To sum up, the kernel trick is powerful for the following reasons,
Support Vector Machines
Recall that the perceptron algorithm is guaranteed to find a decision boundary for linearly separable data. But the results depend highly upon the initialization. SVM is a more systematic and an optimal approach for finding the decision boundary - in a way that maximizes the buffer around.
Given training data \( (x^1, t^1), (x^2, t^2),...,(x^n, t^n) \), a 2-class problem with linear model is:
\[ y(x) = \theta^T \phi(x) + b \]
Assume the problem to be linearly separable in the feature space. Then \( \exists w \in \mathbb{R}^d, b \in \mathbb{R}\) such that \( t_n y(x_n) > 0 \) for all training points (just think of the product of the sign you would get if the class was correctly or incorrectly identified).

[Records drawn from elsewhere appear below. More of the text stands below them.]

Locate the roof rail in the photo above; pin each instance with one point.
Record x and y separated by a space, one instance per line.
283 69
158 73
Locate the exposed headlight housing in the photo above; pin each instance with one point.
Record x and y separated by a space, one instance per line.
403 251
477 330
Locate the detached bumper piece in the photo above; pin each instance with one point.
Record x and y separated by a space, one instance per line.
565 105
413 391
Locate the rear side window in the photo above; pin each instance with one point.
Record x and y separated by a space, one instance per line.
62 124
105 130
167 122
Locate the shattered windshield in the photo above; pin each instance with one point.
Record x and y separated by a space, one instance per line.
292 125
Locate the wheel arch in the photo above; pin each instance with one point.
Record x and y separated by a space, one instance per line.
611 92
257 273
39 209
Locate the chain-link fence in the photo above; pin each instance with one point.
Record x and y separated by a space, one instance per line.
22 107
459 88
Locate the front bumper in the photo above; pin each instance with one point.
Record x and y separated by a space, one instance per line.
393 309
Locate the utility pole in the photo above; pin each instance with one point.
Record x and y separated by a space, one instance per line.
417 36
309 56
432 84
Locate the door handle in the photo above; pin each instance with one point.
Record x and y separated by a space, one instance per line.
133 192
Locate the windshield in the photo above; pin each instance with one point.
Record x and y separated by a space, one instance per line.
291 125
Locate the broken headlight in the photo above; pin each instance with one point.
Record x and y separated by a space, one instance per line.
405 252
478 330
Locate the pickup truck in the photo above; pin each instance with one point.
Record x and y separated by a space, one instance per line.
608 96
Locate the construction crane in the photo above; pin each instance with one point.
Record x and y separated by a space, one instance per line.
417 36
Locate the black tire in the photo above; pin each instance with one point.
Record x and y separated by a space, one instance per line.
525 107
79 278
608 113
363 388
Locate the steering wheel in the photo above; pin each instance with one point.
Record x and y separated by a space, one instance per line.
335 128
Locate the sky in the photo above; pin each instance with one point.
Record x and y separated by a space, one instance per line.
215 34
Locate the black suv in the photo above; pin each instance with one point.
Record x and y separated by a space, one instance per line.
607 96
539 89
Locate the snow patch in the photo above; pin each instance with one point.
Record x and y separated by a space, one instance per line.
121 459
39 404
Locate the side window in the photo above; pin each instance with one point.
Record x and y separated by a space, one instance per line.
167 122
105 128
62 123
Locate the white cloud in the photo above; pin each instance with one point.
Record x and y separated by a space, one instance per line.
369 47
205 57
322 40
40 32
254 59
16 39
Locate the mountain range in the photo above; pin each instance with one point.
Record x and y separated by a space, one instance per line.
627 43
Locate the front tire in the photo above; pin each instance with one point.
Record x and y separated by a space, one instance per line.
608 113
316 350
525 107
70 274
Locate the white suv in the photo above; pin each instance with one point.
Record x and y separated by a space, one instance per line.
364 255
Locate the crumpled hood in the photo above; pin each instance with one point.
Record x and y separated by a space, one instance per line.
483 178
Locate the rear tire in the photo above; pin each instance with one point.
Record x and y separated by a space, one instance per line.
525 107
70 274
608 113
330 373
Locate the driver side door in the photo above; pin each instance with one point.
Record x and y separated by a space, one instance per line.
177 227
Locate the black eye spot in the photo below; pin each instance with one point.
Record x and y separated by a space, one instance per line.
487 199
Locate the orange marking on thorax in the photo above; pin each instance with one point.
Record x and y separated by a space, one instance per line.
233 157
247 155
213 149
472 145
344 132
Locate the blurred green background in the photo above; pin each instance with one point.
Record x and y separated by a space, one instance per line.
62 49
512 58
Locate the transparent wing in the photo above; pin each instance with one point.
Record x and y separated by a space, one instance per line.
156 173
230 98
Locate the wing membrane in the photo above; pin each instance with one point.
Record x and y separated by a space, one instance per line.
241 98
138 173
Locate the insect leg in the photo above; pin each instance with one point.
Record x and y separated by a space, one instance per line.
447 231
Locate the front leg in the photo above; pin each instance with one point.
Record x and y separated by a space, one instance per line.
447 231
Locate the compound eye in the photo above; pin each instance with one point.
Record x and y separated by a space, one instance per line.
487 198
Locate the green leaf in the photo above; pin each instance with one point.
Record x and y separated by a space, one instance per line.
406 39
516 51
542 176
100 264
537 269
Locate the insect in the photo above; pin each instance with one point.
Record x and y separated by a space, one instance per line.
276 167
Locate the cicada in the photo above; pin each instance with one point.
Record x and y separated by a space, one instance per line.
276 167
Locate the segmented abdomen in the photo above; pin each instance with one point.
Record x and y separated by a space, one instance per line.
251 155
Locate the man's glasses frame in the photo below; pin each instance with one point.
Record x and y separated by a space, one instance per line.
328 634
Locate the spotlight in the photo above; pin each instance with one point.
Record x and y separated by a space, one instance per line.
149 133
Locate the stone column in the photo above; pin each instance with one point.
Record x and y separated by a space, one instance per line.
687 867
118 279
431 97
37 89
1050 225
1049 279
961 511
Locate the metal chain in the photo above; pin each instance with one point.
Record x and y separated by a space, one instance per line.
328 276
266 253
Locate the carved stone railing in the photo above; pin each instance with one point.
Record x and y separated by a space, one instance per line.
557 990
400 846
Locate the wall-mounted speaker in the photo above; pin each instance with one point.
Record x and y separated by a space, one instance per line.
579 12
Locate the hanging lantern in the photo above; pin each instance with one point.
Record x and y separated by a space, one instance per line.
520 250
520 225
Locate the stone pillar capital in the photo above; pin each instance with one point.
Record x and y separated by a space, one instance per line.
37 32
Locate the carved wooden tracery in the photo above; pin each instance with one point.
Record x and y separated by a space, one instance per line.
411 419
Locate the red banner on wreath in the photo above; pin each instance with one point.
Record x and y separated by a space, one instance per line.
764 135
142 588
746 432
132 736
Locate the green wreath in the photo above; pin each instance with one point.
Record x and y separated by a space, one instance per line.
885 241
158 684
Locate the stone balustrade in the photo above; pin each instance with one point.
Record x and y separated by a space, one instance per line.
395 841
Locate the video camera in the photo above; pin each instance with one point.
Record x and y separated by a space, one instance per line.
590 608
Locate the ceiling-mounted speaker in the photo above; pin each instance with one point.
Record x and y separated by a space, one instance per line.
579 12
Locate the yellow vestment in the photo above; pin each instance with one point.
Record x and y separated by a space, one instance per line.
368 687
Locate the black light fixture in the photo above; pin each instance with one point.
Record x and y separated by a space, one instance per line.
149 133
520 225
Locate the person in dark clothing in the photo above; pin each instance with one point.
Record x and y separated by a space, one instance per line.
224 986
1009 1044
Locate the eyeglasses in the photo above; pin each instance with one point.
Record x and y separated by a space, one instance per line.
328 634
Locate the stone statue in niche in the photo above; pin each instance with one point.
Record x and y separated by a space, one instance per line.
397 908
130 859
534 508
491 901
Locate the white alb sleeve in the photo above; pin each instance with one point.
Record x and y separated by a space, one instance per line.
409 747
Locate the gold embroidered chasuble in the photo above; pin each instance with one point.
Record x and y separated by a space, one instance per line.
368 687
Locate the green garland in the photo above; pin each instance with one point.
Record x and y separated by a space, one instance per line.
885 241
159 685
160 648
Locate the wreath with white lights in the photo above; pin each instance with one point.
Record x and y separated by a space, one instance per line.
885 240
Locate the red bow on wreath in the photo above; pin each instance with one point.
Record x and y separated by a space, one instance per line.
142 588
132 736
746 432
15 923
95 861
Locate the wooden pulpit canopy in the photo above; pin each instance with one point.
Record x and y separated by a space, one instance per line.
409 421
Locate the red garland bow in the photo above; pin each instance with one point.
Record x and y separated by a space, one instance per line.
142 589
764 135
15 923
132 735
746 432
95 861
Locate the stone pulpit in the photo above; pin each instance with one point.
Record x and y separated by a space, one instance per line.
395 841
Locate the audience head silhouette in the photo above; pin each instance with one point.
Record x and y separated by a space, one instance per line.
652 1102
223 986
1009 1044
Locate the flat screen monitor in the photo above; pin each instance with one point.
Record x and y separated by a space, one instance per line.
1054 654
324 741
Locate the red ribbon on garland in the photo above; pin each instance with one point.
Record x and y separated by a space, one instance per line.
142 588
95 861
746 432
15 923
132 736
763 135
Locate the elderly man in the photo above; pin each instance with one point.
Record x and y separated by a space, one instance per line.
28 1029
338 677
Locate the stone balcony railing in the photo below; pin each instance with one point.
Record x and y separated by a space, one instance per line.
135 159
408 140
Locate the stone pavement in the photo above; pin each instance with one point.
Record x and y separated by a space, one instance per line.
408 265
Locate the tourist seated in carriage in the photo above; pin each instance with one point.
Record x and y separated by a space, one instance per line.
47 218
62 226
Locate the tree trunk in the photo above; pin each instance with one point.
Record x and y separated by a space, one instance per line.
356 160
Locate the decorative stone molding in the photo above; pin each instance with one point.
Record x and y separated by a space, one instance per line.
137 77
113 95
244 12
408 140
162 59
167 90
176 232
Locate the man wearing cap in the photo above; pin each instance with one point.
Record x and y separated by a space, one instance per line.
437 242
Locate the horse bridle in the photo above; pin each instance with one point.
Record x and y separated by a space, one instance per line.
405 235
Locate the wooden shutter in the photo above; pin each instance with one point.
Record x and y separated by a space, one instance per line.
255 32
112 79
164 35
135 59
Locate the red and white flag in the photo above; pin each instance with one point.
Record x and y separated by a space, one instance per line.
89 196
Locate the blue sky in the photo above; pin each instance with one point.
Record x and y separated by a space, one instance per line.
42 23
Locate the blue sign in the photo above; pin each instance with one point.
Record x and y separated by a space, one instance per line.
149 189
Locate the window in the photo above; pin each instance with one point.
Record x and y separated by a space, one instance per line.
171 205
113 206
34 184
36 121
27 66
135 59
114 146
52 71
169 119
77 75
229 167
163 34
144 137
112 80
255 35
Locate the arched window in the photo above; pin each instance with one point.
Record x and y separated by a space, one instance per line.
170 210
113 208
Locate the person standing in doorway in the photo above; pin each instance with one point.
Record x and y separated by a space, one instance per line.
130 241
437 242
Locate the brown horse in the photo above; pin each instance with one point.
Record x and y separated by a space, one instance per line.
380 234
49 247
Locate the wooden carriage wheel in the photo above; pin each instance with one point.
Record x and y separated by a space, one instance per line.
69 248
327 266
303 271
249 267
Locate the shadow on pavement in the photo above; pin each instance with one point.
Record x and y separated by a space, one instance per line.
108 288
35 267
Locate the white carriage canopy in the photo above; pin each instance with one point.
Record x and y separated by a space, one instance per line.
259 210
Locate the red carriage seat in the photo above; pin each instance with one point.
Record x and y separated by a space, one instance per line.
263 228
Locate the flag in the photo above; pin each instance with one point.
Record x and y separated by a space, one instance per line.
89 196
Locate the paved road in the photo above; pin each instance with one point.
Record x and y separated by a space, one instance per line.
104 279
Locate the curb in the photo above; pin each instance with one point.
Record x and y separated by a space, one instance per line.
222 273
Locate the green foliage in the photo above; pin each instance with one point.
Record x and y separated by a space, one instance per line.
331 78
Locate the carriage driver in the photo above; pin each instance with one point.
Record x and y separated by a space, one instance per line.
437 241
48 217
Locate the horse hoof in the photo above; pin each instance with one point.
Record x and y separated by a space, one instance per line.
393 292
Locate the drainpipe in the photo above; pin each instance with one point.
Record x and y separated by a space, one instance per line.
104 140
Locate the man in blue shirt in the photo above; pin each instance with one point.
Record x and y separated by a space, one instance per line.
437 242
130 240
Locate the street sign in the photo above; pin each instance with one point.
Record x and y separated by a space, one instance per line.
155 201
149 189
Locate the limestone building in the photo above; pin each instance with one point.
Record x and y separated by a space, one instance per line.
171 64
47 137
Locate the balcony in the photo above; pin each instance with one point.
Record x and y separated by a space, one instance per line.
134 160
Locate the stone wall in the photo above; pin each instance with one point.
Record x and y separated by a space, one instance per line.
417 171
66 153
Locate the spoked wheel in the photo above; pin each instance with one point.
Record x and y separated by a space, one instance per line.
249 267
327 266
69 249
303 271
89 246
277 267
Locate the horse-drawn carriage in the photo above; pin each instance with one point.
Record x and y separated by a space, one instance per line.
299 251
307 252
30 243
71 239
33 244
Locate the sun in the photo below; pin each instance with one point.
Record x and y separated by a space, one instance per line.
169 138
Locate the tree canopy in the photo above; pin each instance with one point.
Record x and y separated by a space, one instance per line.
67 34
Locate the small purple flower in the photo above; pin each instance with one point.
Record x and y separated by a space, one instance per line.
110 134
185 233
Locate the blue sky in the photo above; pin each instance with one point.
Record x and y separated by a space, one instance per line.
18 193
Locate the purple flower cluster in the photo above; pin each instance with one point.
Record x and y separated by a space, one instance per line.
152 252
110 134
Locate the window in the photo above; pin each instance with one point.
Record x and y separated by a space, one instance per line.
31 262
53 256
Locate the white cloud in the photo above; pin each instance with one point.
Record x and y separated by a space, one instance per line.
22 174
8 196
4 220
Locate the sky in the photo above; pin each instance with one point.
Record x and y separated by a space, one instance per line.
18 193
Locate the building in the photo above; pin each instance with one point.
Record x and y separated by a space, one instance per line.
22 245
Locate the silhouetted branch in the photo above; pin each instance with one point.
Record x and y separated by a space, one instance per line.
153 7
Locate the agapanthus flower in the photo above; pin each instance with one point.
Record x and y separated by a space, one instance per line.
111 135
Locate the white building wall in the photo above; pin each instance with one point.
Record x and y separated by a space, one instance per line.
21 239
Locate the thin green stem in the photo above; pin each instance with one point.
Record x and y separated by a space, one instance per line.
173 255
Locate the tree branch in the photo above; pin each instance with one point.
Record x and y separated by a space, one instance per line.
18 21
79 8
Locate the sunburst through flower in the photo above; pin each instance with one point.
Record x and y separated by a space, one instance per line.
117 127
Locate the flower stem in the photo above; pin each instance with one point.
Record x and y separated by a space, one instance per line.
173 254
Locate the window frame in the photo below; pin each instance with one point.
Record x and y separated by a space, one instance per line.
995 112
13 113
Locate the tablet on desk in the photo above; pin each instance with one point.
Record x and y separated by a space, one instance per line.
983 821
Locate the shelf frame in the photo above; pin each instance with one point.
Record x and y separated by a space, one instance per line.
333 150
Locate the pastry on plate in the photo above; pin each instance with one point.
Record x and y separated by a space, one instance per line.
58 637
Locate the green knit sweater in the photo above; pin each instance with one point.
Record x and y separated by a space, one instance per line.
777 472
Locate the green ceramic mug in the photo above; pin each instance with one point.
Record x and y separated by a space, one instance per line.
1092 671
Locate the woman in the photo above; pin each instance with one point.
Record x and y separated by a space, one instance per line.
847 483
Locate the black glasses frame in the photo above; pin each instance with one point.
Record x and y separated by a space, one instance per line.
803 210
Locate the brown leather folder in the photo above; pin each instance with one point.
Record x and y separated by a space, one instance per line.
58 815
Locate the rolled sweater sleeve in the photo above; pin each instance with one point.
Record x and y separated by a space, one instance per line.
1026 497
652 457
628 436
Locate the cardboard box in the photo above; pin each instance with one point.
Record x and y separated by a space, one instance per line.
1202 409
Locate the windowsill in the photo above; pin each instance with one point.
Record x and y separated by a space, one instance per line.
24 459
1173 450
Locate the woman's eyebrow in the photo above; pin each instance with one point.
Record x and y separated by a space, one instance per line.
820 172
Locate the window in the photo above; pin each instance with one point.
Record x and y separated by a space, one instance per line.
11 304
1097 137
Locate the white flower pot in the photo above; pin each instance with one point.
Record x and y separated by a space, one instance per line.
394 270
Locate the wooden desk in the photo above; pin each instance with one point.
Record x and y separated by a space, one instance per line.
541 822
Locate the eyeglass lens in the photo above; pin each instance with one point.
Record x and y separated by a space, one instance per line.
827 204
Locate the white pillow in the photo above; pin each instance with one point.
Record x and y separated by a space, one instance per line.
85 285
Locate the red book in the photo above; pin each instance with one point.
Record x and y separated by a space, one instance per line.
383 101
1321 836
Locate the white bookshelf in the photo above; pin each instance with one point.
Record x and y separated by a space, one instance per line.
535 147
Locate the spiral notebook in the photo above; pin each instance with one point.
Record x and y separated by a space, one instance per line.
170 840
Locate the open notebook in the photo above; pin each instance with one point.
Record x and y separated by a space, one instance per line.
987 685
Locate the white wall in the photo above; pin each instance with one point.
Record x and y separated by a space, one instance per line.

Now, we are interested in \(\theta, b\) s.t. the margin \(M\) (the perpendicular distance between the decision boundary amd the closest of the data points) is maximized.
Again, as previously discussed, for any data point \(x_i\),
\[x_i = x_i{_\perp} + M ||\theta||\]
\[\implies (\theta^T x_i + b) = (\theta^T x_i{_\perp} + b) + M ||\theta|| \]
\[\implies M ||\theta|| = \theta^T x_i + b \]
\[\implies f(x_i) = c \frac{\theta^T\theta}{||\theta||} = c \frac{||\theta||^2}{||\theta||} = c ||\theta ||\]
\[\implies c = \frac{ \theta^T x_i + b }{||\theta||} = \frac{y(x_i)}{||\theta||} \]
Since we are only interested in correctly classified data points, i.e. \( t_i y(x_i) > 0 \forall i \in 1,2,...,n \implies M_i = \frac{t_i y(x_i)}{||\theta||}\). The goal of SVM is to find that hyperplane that has the maximum margin \(M\) from the closest points, i.e. we maximize the minimum distance, i.e. a mini-max problem:
\[ \underset{\theta, b}{\operatorname{max}} \bigg( \underset{i}{\operatorname{min}} \frac{t_i y(x_i)}{||\theta||} \bigg) \textrm{ s.t. } t_i y(x_i) > 0\]
We can simplify this problem by recognizing that we must fix the norm \(||\theta|| = 1\) to pick one of the infinite solutions. We can instead fix the product \(M||\theta|| = 1 \) such that,
\[ M = \frac{t_i y(x_i)}{||\theta||} \implies M||\theta|| = t_i y(x_i) = 1 \]
Hence, our problem can be rewritten as,
\[ \underset{\theta, b}{\operatorname{max}} \bigg( \frac{1}{||\theta||} \underset{i}{\operatorname{min}} (1) \bigg) \textrm{ s.t. } t_i y(x_i) = 1\]
\[ \implies \underset{\theta, b}{\operatorname{max}} \bigg( \frac{1}{||\theta||}\bigg) \textrm{ s.t. } t_i y(x_i) = 1\]
\[ \implies \underset{\theta, b}{\operatorname{min}} ||\theta||^2 \textrm{ s.t. } t_i y(x_i) = 1\]
or
\[ \underset{\theta, b}{\operatorname{min}} ||\theta||^2 \textrm{ s.t. } t_i y(x_i) \ge 1 \forall i \in 1,2,...,n\]
This can be solved as a constrained optimization problem using the Lagrangian formulation.